Para minimizar esses riscos, as empresas que utilizam a tecnologia devem seguir as diretrizes da Lei Geral de Proteção de Dados (LGPD), que exige o consentimento claro e informado dos usuários. “A legislação brasileira obriga as empresas a serem transparentes quanto ao uso de dados biométricos e a conceder aos cidadãos o direito de acessar, corrigir ou excluir essas informações. Também é necessário limitar a coleta de dados ao mínimo necessário e adotar medidas de segurança, como criptografia e anonimização”, detalha o professor.

Desafios e oportunidades

Ainda assim, o reconhecimento facial enfrenta obstáculos técnicos e éticos. “As empresas enfrentam dificuldades para garantir que os algoritmos utilizados sejam precisos e livres de discriminação, além de terem que proteger os dados sensíveis. O equilíbrio entre inovação tecnológica e a proteção dos direitos individuais é um dos principais desafios”, comenta Calasans.

Nesse cenário, o papel da Autoridade Nacional de Proteção de Dados (ANPD) é essencial. A ANPD emite orientações específicas para garantir que o tratamento de dados biométricos siga os princípios de segurança, minimização e transparência. “A fiscalização da ANPD é crucial para evitar abusos, mas o avanço rápido da tecnologia impõe novos desafios. A entidade precisa de recursos suficientes para monitorar as práticas e aplicar sanções quando necessário”, destaca.

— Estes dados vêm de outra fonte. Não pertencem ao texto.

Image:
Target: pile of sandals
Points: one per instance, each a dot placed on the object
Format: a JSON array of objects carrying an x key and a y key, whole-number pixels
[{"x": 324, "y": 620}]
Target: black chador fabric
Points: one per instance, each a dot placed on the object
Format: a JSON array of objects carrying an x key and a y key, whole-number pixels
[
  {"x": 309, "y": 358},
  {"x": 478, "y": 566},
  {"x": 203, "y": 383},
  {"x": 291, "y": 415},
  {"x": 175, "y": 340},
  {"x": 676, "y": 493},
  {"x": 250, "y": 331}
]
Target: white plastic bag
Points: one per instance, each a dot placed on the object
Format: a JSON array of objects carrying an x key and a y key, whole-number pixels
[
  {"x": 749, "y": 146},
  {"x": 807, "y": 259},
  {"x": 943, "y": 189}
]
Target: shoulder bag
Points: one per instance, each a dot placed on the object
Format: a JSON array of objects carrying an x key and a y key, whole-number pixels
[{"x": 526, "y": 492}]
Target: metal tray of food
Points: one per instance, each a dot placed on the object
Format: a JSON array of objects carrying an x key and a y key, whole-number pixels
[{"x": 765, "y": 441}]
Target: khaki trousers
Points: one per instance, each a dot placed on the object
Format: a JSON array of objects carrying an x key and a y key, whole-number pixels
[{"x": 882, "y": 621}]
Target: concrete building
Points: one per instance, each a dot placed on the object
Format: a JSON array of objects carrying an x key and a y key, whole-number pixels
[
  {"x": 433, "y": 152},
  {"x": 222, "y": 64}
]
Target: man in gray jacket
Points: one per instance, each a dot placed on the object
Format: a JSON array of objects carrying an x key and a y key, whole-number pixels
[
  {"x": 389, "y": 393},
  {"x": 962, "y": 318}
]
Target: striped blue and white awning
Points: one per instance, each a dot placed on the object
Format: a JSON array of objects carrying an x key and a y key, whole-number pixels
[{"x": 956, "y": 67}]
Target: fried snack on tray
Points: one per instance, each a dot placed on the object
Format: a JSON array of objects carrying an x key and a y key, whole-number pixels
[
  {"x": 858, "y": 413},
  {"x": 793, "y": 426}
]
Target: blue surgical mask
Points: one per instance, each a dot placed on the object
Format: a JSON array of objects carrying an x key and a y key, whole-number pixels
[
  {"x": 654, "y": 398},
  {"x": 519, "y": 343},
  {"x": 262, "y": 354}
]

Conforme a LGPD, o consentimento para uso de dados biométricos deve ser livre, informado e explícito. “Isso significa que as pessoas devem ter plena clareza sobre como suas informações serão tratadas. Se o consentimento não for claro ou adequado, ele perde validade, podendo resultar em sanções à empresa e na interrupção do uso dos dados”, explica Calasans.

A legislação brasileira, em conjunto com regulamentações internacionais, busca reduzir os riscos de discriminação e uso indevido dessa tecnologia. “As empresas são obrigadas a realizar avaliações de impacto, identificando e corrigindo possíveis vieses algorítmicos. Uma fiscalização contínua é vital para garantir que a tecnologia não prejudique grupos minoritários ou viole direitos fundamentais”, conclui.